At half time, singers performed solemn religious songs on the pitch.
There was screaming, however, when Iran’s Sardar Azmoun's scored the only – and winning - goal of the match, in the 25th minute.
But during the rest of the match the fans were quieter than normal.
Shias mourn Hussein
Tasu'a is the time that Shia Muslims mourn the start of the epic battle of Karbala in 680 AD according to the Christian calendar, when Mohammed's grandson, Imam Hussein, was killed together with 72 of his followers and members of his family.
In the whole of the country, during the two days of mourning, men in Iran gather in long processions and beat their chests to the rhythm of a drum.
Some flagellate their backs with chains as onlookers watch them. Meanwhile, radio and television channels only play sombre mourning music. Cinemas and theatres are closed, as are government offices and shops.
The South Koreans were not happy.
Some complained that Iranian fans had thrown bottles at them and one player compared Iran with a “giant jail.”

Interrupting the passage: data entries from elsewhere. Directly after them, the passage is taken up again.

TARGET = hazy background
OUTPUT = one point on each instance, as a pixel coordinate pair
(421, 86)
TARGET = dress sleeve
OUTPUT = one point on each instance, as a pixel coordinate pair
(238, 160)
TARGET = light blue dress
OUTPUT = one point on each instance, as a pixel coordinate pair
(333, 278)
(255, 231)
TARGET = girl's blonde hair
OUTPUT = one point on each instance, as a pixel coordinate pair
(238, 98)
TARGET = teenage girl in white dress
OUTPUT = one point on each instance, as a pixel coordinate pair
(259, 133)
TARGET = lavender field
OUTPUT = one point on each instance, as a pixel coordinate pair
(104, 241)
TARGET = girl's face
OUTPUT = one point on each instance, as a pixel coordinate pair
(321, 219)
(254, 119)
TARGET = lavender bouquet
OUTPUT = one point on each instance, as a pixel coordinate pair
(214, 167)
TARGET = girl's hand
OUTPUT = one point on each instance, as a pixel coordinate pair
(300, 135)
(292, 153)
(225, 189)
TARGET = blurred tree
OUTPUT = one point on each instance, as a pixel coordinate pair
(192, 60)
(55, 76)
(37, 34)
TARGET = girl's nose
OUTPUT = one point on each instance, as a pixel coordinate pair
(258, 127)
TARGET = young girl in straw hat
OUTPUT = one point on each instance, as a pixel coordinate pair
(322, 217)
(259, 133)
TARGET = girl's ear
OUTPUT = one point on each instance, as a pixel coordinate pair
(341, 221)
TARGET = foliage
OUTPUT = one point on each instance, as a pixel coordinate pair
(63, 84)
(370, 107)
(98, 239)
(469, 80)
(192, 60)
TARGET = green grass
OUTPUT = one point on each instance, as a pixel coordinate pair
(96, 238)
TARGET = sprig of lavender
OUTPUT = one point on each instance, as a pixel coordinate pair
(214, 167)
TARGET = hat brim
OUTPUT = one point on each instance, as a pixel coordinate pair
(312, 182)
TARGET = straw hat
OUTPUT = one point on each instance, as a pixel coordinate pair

Football rivalry between Iran and South Korea is strong and both countries strive to be Asia’s best.
After winning this match, Iran finds itself at the top in group A with for wins and one draw, followed by Uzbekistan, with South Korea only in third position.
China, the most populous country in the world, has not managed to translate its huge human potential into football success and is the last in group A with only one draw.